Locally, the top story of the week is once again the situation at the SBI lab, which has outsourced some of its DNA analysis to a private lab, and which is without an interim director after retired Judge Gerald Arnold decided not to undertake that task despite previous indications that he would do so. But there’s been plenty of other interesting news, too:
1. Charlotte is ranked number three nationally in cities with the highest percentage of drivers with alcohol-related driving convictions, according to this report. Only San Diego and San Jose rank higher.
2. Speaking of driving, a new study concludes that banning texting while driving, as North Carolina has done, does not reduce the risk of accidents. One possible explanation? People replace texting with other distractions. I believe it, because on my way home last night, I passed a guy who was reading the newspaper behind the wheel.
3. The United States Supreme Court is about to kick off a new Term. Information about some recent criminal cases accepted by the Court is here, while the Court’s announcement that it will, for the first time, make oral argument audio recordings available at the end of each argument week is here. Supreme Court junkies, start your iPods!
4. While we’re on the topic of recording things, several stories appeared this week suggesting that the federal government wants to “wiretap the internet.” (Here’s the New York Times, for example.) Legally speaking, law enforcement can already wiretap, for example, your email account with appropriate process. The stories indicate that there may be a practical problem, though: some service providers encrypt users’ messages in a way that the service providers themselves can’t decrypt, so even if a wiretap order is entered, it can’t be effectuated. Federal law enforcement interests apparently plan to ask Congress to require service providers to “be technically capable of complying if served with a wiretap order.” Given the distributed architecture of the internet, and because any congressional edict would apply only to United States-based service providers, there is some question about whether such a mandate, if passed, would work.

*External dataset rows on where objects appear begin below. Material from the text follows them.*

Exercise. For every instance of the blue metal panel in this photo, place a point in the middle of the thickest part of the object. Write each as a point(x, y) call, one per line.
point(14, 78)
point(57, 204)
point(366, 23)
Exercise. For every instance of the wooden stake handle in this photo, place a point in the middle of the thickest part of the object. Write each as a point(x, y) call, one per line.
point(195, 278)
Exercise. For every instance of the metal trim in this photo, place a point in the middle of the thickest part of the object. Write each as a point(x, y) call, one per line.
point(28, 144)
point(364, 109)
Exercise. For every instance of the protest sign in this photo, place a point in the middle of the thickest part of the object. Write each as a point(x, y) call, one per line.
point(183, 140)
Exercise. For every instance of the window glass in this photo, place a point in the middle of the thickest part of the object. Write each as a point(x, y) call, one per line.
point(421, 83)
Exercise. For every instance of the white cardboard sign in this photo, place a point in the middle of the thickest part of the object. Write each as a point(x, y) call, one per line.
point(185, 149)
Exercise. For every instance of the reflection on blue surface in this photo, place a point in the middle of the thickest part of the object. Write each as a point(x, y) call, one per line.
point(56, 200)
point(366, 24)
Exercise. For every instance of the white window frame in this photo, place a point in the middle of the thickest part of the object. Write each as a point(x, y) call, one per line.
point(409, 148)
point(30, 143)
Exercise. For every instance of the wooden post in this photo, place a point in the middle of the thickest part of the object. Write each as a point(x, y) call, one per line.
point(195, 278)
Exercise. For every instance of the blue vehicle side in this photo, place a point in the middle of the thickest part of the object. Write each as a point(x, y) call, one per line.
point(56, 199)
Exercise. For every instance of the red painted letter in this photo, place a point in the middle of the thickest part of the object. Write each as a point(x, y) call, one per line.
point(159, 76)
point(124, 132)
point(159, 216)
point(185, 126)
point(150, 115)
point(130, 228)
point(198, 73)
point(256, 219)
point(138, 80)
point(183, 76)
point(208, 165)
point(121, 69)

5. Another thing that some people argue is not working is the death penalty. The recent development on that front is that there’s a national shortage of sodium thipoental, one of the drugs used in most states’ execution “cocktails,” and the only drug used in the single-drug protocols now in effect in Ohio and elsewhere. Texas has a stockpile, of course, but California just called off what would have been its first execution in several years in part because its last dose expired.